The Jaisalmer fort is a lively urban centre that is home to about 3,000 people living within the walls. The honeycombed winding narrow lanes are lined with temples and houses along with an array of restaurants, guesthouses, and handicraft shops. Entry to the fort is from the east which is close to the Gopa Chowk. Along the zig-zag route, you will have to pass four massive gates to reach the upper section. The final gate takes you to the square at the centre of the fort which is known as Dussehra Chowk.
Patwon-ki-Haveli is among the biggest havelis in Jaisalmer towering over a narrow lane. The intricate stonework and all that you see around in its five sections have their history dating back to the late 1800s. Bada Bagh is a huge garden with a resplendent history dating back to the 16th century. Though the place is isolated, it offers splendid photo opportunities at sunrise and sunset which is one of the astonishing experiences is the Desert Safari. Sam Sand Dunes is an ideal spot to start your Desert Safari. The camelback safari provides significant intrigue and enjoyment for most visitors.

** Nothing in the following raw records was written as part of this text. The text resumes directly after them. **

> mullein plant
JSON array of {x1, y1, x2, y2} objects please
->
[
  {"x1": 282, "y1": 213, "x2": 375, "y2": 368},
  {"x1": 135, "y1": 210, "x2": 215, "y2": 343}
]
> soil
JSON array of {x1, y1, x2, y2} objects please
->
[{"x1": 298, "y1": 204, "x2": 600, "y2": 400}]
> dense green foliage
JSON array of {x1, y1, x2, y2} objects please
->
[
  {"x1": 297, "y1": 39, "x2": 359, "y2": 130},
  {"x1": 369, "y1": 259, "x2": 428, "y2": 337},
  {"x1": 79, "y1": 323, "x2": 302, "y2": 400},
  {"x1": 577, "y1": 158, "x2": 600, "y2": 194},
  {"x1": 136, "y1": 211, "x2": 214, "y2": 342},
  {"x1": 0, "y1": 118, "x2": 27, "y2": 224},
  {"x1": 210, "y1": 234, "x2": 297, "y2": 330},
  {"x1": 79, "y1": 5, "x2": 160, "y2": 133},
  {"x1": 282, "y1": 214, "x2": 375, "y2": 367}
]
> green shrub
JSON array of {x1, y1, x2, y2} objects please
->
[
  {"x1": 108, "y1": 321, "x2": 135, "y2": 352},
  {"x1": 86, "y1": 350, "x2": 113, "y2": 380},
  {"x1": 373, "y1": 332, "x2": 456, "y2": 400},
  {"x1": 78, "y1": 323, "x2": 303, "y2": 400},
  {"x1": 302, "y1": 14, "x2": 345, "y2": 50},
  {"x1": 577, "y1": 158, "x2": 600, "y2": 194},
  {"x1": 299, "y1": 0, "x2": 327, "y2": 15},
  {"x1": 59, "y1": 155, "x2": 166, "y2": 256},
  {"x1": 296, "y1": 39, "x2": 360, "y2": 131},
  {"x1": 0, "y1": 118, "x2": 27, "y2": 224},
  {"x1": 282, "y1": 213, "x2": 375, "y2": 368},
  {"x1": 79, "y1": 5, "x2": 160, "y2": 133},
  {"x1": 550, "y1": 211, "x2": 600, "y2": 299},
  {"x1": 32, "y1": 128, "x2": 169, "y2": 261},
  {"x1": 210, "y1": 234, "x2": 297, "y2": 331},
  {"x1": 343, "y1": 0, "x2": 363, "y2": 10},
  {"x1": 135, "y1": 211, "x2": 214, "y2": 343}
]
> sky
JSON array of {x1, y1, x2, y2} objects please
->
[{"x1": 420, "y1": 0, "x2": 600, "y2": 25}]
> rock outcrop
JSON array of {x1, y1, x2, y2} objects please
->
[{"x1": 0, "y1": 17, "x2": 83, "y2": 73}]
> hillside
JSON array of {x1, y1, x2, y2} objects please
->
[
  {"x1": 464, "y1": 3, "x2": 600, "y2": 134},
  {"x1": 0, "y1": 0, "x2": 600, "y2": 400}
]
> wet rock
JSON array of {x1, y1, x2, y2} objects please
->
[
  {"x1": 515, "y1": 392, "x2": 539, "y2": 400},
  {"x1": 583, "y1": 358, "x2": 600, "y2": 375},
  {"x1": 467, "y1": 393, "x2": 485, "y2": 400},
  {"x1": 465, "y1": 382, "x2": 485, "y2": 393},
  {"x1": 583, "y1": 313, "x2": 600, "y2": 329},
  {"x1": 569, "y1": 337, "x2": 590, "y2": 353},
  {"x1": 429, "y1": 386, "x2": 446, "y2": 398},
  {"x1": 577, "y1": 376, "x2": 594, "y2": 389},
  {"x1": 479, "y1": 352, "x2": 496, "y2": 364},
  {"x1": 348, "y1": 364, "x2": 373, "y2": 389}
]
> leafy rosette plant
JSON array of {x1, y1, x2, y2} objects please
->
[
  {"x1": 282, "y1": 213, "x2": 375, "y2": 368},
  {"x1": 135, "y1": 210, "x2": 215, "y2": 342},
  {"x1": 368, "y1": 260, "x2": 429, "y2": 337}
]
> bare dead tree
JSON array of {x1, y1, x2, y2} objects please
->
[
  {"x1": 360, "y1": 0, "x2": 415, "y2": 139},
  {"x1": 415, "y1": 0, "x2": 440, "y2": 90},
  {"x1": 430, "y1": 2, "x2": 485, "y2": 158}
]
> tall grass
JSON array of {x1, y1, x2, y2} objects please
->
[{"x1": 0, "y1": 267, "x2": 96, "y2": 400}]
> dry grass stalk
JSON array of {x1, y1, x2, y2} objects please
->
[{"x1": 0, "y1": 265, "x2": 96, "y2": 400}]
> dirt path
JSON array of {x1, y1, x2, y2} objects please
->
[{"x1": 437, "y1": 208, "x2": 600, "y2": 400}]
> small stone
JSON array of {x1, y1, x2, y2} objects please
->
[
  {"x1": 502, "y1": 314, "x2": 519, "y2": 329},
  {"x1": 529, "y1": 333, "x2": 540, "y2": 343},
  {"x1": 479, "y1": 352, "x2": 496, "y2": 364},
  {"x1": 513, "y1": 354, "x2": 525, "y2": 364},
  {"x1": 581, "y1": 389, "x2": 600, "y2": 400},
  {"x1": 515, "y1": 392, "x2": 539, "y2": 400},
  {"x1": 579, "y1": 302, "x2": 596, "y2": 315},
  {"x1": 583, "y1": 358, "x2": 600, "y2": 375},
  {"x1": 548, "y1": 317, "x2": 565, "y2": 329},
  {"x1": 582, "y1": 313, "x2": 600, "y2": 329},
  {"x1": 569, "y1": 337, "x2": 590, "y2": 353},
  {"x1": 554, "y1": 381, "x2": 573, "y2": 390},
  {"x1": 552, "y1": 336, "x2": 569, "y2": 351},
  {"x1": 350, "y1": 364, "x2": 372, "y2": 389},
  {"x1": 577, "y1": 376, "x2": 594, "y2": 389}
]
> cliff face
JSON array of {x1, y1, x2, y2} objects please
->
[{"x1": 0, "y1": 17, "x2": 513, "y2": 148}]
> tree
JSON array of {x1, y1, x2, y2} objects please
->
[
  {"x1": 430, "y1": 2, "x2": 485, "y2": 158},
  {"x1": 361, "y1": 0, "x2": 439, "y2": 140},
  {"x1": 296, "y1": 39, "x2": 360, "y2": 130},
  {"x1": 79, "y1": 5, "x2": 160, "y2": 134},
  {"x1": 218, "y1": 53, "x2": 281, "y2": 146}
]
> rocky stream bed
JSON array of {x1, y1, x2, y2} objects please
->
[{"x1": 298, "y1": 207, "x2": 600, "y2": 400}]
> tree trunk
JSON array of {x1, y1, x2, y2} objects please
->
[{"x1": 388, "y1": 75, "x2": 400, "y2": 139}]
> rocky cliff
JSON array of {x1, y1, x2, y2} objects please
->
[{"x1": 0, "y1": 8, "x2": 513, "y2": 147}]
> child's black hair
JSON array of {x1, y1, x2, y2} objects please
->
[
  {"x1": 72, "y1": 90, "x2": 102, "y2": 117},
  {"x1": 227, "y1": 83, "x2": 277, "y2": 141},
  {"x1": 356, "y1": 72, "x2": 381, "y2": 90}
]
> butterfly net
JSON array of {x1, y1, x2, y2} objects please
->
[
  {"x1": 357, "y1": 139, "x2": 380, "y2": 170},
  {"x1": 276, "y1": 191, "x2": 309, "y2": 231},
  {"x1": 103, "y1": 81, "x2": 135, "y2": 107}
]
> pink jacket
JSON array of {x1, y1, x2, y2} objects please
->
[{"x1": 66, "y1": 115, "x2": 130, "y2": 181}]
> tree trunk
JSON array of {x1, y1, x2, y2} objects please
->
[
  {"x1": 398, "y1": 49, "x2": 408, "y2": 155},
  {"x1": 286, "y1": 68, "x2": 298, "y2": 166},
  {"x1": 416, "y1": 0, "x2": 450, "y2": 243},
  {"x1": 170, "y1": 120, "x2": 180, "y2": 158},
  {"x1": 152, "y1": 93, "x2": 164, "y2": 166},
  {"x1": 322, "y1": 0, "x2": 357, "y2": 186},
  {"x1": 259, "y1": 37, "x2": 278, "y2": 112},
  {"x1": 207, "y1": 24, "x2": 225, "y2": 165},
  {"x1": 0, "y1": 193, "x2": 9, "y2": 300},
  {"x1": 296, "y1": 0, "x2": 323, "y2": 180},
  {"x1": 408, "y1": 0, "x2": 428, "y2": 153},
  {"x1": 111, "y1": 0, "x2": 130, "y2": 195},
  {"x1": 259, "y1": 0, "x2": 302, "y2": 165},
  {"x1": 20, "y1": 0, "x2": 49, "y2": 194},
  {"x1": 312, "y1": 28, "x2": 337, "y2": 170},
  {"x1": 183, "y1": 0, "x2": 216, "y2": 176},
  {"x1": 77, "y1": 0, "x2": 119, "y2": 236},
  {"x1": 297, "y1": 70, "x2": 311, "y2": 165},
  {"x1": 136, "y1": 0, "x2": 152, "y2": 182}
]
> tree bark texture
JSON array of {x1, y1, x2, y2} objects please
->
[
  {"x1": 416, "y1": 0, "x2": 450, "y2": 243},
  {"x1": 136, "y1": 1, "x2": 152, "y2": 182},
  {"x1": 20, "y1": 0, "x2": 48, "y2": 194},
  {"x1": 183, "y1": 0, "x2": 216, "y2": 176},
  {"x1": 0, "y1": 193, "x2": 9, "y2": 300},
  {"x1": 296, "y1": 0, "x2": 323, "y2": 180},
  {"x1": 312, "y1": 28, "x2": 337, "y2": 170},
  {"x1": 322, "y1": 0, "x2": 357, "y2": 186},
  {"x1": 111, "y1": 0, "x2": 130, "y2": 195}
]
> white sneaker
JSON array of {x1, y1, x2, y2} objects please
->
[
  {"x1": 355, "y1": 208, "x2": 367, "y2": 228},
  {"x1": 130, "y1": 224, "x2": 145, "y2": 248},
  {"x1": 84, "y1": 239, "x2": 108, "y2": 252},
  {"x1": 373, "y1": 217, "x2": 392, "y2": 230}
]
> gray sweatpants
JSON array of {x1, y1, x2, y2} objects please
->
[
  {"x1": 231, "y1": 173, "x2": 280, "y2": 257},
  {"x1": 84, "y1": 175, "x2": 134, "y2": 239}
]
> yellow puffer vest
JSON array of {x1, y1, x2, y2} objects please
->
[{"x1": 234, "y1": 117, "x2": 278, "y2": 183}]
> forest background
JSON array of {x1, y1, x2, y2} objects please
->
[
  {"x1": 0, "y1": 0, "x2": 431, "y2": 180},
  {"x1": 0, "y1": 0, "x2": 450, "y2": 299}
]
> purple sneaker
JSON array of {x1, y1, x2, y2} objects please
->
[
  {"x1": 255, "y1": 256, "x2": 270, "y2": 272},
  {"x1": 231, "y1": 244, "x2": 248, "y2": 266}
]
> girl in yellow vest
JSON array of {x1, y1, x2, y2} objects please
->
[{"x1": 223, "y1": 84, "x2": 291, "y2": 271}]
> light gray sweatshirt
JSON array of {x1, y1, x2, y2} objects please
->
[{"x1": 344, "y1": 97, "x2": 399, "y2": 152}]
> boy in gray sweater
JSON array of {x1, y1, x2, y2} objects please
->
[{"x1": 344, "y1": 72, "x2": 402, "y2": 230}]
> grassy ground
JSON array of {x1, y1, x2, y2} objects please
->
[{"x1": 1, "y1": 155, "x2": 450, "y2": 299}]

Gadisar Lake with its origin in 1367 is about one kilometre from the main fort. This lake supplies drinking water to Jaisalmer and on the banks of this lake, you will find a series of Chattris and holy shrines. The entrance to the lake is particularly attractive for its artistic carvings on yellow sandstone. Nathmal Ki Haveli is must visit haveli for the beautiful interiors and exceptional outer carvings. This is a real amalgamation of Rajputana and Islamic architecture. It is reckoned as the most beautiful havelis in Jaisalmer.

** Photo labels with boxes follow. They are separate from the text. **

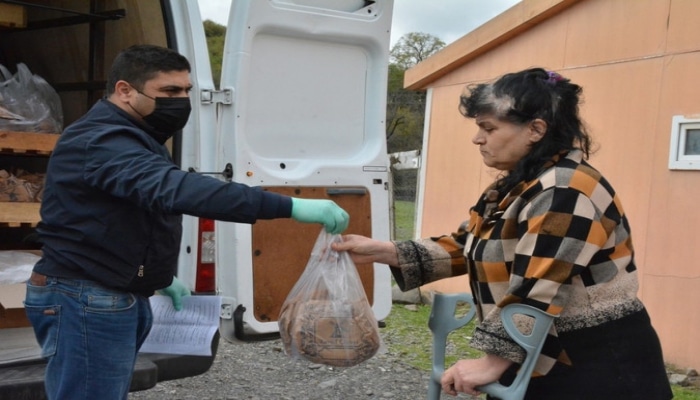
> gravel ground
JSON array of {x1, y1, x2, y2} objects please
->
[{"x1": 129, "y1": 329, "x2": 470, "y2": 400}]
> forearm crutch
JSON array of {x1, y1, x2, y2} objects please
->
[{"x1": 428, "y1": 293, "x2": 555, "y2": 400}]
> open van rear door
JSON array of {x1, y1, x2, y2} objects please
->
[{"x1": 215, "y1": 0, "x2": 393, "y2": 340}]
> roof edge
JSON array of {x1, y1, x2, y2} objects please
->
[{"x1": 404, "y1": 0, "x2": 582, "y2": 90}]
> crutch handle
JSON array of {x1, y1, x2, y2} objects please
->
[
  {"x1": 477, "y1": 303, "x2": 555, "y2": 400},
  {"x1": 428, "y1": 293, "x2": 476, "y2": 400},
  {"x1": 428, "y1": 293, "x2": 555, "y2": 400}
]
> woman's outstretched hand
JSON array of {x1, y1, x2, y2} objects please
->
[
  {"x1": 440, "y1": 354, "x2": 513, "y2": 396},
  {"x1": 331, "y1": 235, "x2": 399, "y2": 266}
]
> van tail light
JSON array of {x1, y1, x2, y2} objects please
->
[{"x1": 194, "y1": 218, "x2": 216, "y2": 293}]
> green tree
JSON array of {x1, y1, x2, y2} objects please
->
[
  {"x1": 390, "y1": 32, "x2": 445, "y2": 71},
  {"x1": 204, "y1": 20, "x2": 226, "y2": 87},
  {"x1": 386, "y1": 32, "x2": 445, "y2": 153}
]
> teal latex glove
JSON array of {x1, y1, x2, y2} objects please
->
[
  {"x1": 292, "y1": 197, "x2": 350, "y2": 235},
  {"x1": 159, "y1": 276, "x2": 190, "y2": 311}
]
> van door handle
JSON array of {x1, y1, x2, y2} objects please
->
[
  {"x1": 187, "y1": 163, "x2": 233, "y2": 182},
  {"x1": 326, "y1": 188, "x2": 367, "y2": 196}
]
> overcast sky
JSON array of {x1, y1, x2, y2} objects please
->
[{"x1": 197, "y1": 0, "x2": 519, "y2": 46}]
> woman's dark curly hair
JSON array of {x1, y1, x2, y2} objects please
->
[{"x1": 459, "y1": 68, "x2": 592, "y2": 195}]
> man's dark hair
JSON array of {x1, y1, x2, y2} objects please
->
[{"x1": 106, "y1": 44, "x2": 191, "y2": 96}]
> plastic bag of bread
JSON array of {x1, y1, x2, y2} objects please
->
[{"x1": 278, "y1": 230, "x2": 380, "y2": 367}]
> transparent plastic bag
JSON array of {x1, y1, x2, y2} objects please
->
[
  {"x1": 0, "y1": 63, "x2": 63, "y2": 133},
  {"x1": 278, "y1": 230, "x2": 381, "y2": 367}
]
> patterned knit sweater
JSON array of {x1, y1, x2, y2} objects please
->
[{"x1": 392, "y1": 151, "x2": 643, "y2": 375}]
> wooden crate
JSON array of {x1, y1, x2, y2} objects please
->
[
  {"x1": 0, "y1": 202, "x2": 41, "y2": 228},
  {"x1": 0, "y1": 3, "x2": 27, "y2": 28},
  {"x1": 0, "y1": 131, "x2": 60, "y2": 156}
]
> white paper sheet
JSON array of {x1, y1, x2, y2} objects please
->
[{"x1": 141, "y1": 295, "x2": 221, "y2": 356}]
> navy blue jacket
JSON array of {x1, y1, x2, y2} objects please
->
[{"x1": 34, "y1": 100, "x2": 292, "y2": 296}]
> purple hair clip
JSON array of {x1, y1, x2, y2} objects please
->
[{"x1": 547, "y1": 71, "x2": 564, "y2": 86}]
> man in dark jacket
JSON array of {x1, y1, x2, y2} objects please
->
[{"x1": 25, "y1": 46, "x2": 349, "y2": 399}]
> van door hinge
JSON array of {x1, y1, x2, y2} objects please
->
[{"x1": 200, "y1": 88, "x2": 233, "y2": 104}]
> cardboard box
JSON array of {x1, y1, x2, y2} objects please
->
[{"x1": 0, "y1": 3, "x2": 27, "y2": 28}]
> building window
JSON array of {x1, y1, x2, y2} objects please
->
[{"x1": 668, "y1": 115, "x2": 700, "y2": 170}]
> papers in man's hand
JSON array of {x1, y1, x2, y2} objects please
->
[{"x1": 141, "y1": 296, "x2": 221, "y2": 356}]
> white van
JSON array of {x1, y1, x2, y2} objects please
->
[{"x1": 0, "y1": 0, "x2": 393, "y2": 399}]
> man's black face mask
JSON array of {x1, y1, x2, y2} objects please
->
[{"x1": 132, "y1": 86, "x2": 192, "y2": 144}]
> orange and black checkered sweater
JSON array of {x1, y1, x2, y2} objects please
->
[{"x1": 392, "y1": 151, "x2": 643, "y2": 375}]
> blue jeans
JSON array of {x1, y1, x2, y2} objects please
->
[{"x1": 24, "y1": 277, "x2": 153, "y2": 400}]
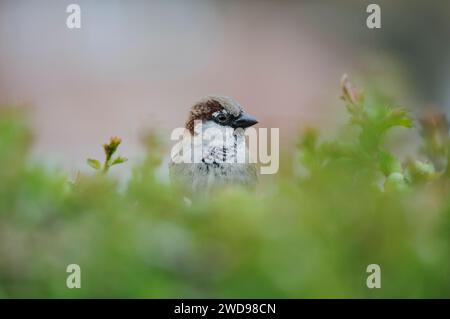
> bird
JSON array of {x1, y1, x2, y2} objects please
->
[{"x1": 169, "y1": 96, "x2": 258, "y2": 196}]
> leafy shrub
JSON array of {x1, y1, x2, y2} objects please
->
[{"x1": 0, "y1": 78, "x2": 450, "y2": 298}]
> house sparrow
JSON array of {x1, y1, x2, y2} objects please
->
[{"x1": 169, "y1": 96, "x2": 258, "y2": 194}]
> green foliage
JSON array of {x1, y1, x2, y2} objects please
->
[
  {"x1": 0, "y1": 79, "x2": 450, "y2": 298},
  {"x1": 86, "y1": 136, "x2": 128, "y2": 173}
]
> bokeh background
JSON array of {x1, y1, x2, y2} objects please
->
[
  {"x1": 0, "y1": 0, "x2": 450, "y2": 172},
  {"x1": 0, "y1": 0, "x2": 450, "y2": 298}
]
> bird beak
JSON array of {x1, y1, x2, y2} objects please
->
[{"x1": 231, "y1": 113, "x2": 258, "y2": 128}]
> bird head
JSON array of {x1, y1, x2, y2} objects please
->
[{"x1": 186, "y1": 96, "x2": 258, "y2": 135}]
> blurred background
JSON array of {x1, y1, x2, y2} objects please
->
[{"x1": 0, "y1": 0, "x2": 450, "y2": 172}]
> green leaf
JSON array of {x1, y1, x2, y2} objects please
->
[
  {"x1": 86, "y1": 158, "x2": 101, "y2": 170},
  {"x1": 111, "y1": 156, "x2": 128, "y2": 166}
]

For those who are looking for some uncanny adventure, you can head to the Kuldhara village. This is a ghost town that has been abandoned now. Centuries ago, the then occupants of the town abandoned it lock, stock, and barrel under threat from the then ruler. Folklore has it that Kuldhara continues to carry their curse and hence remains uninhabited even to this date.

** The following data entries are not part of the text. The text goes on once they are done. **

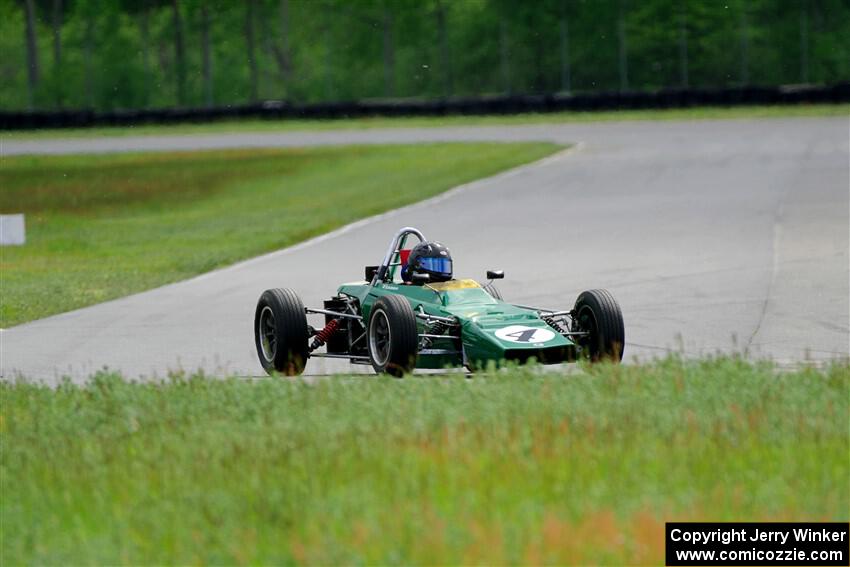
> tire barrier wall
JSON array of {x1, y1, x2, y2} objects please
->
[{"x1": 0, "y1": 83, "x2": 850, "y2": 130}]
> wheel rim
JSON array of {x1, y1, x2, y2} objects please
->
[
  {"x1": 257, "y1": 305, "x2": 277, "y2": 362},
  {"x1": 369, "y1": 309, "x2": 392, "y2": 366},
  {"x1": 578, "y1": 307, "x2": 599, "y2": 358}
]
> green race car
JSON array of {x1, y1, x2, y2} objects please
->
[{"x1": 254, "y1": 227, "x2": 625, "y2": 376}]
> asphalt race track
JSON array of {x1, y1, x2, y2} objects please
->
[{"x1": 0, "y1": 118, "x2": 850, "y2": 382}]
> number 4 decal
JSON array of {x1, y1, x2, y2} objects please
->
[
  {"x1": 496, "y1": 325, "x2": 555, "y2": 343},
  {"x1": 505, "y1": 329, "x2": 537, "y2": 343}
]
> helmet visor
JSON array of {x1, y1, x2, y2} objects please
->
[{"x1": 419, "y1": 258, "x2": 452, "y2": 276}]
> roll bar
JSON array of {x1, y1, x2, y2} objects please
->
[{"x1": 369, "y1": 226, "x2": 425, "y2": 286}]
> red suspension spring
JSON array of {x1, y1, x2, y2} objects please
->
[{"x1": 310, "y1": 319, "x2": 339, "y2": 350}]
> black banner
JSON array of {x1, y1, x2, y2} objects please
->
[{"x1": 665, "y1": 522, "x2": 850, "y2": 565}]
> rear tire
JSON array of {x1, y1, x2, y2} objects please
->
[
  {"x1": 574, "y1": 289, "x2": 626, "y2": 363},
  {"x1": 254, "y1": 288, "x2": 308, "y2": 376},
  {"x1": 368, "y1": 295, "x2": 419, "y2": 378}
]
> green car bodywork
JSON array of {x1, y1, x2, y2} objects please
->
[
  {"x1": 338, "y1": 280, "x2": 576, "y2": 368},
  {"x1": 254, "y1": 227, "x2": 625, "y2": 377}
]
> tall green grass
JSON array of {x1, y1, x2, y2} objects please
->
[
  {"x1": 0, "y1": 358, "x2": 850, "y2": 565},
  {"x1": 0, "y1": 143, "x2": 560, "y2": 327}
]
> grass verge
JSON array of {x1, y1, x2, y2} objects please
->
[
  {"x1": 0, "y1": 104, "x2": 850, "y2": 140},
  {"x1": 0, "y1": 358, "x2": 850, "y2": 565},
  {"x1": 0, "y1": 143, "x2": 561, "y2": 327}
]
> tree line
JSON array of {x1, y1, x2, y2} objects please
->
[{"x1": 0, "y1": 0, "x2": 850, "y2": 110}]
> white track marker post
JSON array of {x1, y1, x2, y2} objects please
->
[{"x1": 0, "y1": 215, "x2": 27, "y2": 246}]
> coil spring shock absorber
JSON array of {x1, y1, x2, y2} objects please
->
[{"x1": 310, "y1": 319, "x2": 339, "y2": 351}]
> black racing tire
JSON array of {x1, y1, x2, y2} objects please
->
[
  {"x1": 254, "y1": 288, "x2": 308, "y2": 376},
  {"x1": 574, "y1": 289, "x2": 626, "y2": 363},
  {"x1": 482, "y1": 282, "x2": 503, "y2": 301},
  {"x1": 367, "y1": 295, "x2": 419, "y2": 378}
]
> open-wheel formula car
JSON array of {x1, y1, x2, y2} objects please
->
[{"x1": 254, "y1": 227, "x2": 625, "y2": 376}]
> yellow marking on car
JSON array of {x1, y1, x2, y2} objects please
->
[{"x1": 428, "y1": 280, "x2": 481, "y2": 291}]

The best time to visit Jaisalmer is between the months of October and March. While the summers are arid and should be avoided, the temperature during winter can also drop below 5 degree Celsius during the night. The nearest airport is at a distance of 280 Km in Jodhpur as Jaisalmer does not have a commercial airport. You can land in Jodhpur and take a connecting train or hire a private taxi to reach Jaisalmer. The railway station in Jaisalmer is well-connected to other major cities such as Delhi, Jaipur, Agra and Jodhpur. A well-maintained network of road connects Jaisalmer to other parts of Rajasthan and nearby states. You can take a private or state transport bus from Bikaner, Barmer, Mount Abu, and Ahmedabad.